Yahoo! Actualités Monde
jeudi 17 mai 2001, 9h48

HARGEISA (Somalie), 17 mai (AFP) - Au sommet d'un
monticule de terre, la moitié d'un crâne fait surface,
entouré de fémurs et clavicules, sous le regard des
chameaux qui broutent les épineux: à moins d'un km
d'Hargeisa, capitale du Somaliland, s'étendent
toujours les fosses communes des victimes de l'armée
de Mohamed Siad Barre.

En mai 1988, la guérilla du Mouvement national
somalien (SNM), chassée de ses bases arrières de
l'Ethiopie voisine par le colonel Mengistu qui vient
de conclure un pacte avec Siad Barre, a réussi à
s'emparer de l'est de l'ancien Somaliland britannique
et d'une partie importante d'Hargeisa.

Aussitôt, les pilotes mercenaires sud-africains des
chasseurs-bombardiers gouvernementaux ont rasé
entièrement la ville et pilonné les colonnes de
quelque 400.000 habitants fuyant vers l'Ethiopie. En
même temps, les troupes de Siad Barre ont raflé des
milliers de civils dans les rues pour les exécuter
sommairement.

Au total, cette campagne de terreur à Hargeisa a fait
quelque 40.000 morts.

Les fosses communes se trouvent, selon les jeunes
pensionnaires d'une école primaire qui monnayent
volontiers leurs services de "guides", sur des
centaines de mètres le long du lit d'une rivière,
asséchée pour l'instant.
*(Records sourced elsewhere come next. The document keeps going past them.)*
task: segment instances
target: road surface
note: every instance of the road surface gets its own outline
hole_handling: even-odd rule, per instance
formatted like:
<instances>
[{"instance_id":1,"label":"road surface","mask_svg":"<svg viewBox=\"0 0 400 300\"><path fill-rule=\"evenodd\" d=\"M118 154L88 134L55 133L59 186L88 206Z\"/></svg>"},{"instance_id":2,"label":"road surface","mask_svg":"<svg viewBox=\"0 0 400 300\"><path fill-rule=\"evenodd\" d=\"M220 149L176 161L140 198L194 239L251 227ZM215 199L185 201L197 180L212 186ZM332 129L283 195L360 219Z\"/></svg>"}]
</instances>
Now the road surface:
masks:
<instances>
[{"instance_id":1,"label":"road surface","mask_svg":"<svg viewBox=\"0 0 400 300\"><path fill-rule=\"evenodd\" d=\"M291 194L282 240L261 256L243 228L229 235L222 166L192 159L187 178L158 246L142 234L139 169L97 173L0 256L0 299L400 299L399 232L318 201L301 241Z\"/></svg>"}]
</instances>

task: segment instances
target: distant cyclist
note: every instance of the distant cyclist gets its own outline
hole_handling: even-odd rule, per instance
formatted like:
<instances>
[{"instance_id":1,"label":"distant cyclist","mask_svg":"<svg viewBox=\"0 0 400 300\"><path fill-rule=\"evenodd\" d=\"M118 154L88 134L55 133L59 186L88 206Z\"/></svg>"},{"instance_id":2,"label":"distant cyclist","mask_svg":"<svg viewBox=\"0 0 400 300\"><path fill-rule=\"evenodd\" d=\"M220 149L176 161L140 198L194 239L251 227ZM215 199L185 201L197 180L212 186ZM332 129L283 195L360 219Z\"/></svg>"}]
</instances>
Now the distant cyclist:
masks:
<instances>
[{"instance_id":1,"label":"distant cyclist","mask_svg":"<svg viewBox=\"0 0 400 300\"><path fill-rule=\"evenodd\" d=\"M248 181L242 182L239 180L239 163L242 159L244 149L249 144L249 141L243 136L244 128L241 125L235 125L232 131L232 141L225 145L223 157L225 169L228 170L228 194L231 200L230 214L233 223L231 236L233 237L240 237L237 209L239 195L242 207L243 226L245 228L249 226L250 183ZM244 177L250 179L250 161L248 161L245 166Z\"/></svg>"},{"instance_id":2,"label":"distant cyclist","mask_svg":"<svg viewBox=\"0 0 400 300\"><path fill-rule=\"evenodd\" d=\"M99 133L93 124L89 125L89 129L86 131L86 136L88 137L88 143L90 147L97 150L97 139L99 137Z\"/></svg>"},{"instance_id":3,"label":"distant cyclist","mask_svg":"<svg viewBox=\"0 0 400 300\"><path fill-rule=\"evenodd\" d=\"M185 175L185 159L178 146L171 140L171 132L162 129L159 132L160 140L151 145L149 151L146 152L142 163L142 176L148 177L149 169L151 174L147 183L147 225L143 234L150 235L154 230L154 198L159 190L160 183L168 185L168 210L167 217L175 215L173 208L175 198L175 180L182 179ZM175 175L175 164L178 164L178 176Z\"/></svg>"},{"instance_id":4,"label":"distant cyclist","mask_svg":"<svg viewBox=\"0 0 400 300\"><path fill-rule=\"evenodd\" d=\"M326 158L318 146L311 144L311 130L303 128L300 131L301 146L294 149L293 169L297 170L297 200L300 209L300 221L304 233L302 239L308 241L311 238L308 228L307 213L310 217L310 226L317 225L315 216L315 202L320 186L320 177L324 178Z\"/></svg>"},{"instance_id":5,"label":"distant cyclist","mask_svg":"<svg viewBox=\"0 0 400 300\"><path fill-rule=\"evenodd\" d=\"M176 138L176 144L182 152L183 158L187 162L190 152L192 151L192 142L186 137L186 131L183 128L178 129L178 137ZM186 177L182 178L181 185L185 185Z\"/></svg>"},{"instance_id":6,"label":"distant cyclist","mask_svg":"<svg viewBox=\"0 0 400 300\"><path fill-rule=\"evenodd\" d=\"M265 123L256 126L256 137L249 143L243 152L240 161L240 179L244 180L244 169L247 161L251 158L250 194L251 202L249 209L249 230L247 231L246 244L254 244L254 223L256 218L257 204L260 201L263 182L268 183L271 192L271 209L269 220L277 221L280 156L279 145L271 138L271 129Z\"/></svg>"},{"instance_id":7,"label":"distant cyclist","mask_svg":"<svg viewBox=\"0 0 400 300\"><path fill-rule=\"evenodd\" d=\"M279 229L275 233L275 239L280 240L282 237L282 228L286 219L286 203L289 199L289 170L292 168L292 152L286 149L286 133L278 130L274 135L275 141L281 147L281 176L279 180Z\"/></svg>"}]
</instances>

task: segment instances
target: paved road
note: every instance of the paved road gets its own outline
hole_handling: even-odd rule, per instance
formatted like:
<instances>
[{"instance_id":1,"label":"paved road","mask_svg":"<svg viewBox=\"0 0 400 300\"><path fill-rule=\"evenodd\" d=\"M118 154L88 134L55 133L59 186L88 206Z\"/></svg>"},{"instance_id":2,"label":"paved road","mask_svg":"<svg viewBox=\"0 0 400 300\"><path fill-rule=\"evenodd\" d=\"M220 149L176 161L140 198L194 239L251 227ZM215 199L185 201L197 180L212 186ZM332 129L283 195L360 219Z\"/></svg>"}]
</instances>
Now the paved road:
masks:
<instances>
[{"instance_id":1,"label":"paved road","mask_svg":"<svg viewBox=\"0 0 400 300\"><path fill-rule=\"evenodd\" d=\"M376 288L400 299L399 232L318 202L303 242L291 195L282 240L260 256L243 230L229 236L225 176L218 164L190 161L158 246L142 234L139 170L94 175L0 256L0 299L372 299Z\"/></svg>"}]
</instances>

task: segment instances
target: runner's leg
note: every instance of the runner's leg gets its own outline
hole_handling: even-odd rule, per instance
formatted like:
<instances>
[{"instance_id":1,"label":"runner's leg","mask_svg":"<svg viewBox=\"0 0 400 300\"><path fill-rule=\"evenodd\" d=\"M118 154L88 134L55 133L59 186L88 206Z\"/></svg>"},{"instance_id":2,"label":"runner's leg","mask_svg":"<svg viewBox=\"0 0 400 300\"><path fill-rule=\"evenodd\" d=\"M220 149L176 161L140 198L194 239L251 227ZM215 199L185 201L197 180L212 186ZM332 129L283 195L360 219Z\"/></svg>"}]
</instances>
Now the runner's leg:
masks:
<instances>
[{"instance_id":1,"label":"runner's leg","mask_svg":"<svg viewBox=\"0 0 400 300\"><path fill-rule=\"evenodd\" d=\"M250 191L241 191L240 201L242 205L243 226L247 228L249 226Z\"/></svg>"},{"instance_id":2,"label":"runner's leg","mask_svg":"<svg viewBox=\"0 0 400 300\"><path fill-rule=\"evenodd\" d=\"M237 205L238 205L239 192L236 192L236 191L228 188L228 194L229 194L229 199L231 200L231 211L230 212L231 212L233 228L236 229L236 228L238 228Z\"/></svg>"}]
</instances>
Chaque année, à la saison des
pluies, ses eaux exhument et charrient, des dizaines
voire des centaines de cadavres.

Cette lande aride parcourue de tranchées naturelles
creusées par l'eau était le lieu idéal pour les basses
besognes de la très redoutée 26ème division de l'armée
somalienne, dont la caserne de Malka Durduro, à la
sinistre réputation, étire ses longs murs à une
centaine de mètres de là.

En 1994, tout juste revenu d'un camp de réfugiés en
Ethiopie, "j'ai vu des centaines de corps quand la
rivière débordait", raconte Ahmed Mohamed Wajale, dont
la hutte de branchages et de toiles de plastique est
plantée sur les lieux. Les squelettes restés entiers
avaient les bras attachés dans le dos avec des fils de
fer, affirme-t-il.

Derrière l'école, des pierres signalent la présence de
tombes collectives où ont été enterrées de nouveau les
victimes exhumées par les eaux.

Selon le gouvernement du Somaliland, qui commémore
vendredi les dix ans de sa sécession, quelque 200
fosses communes ont été recensées autour d'Hargeisa ou
d'autres villes comme Berbera (nord) ou Burao (sud).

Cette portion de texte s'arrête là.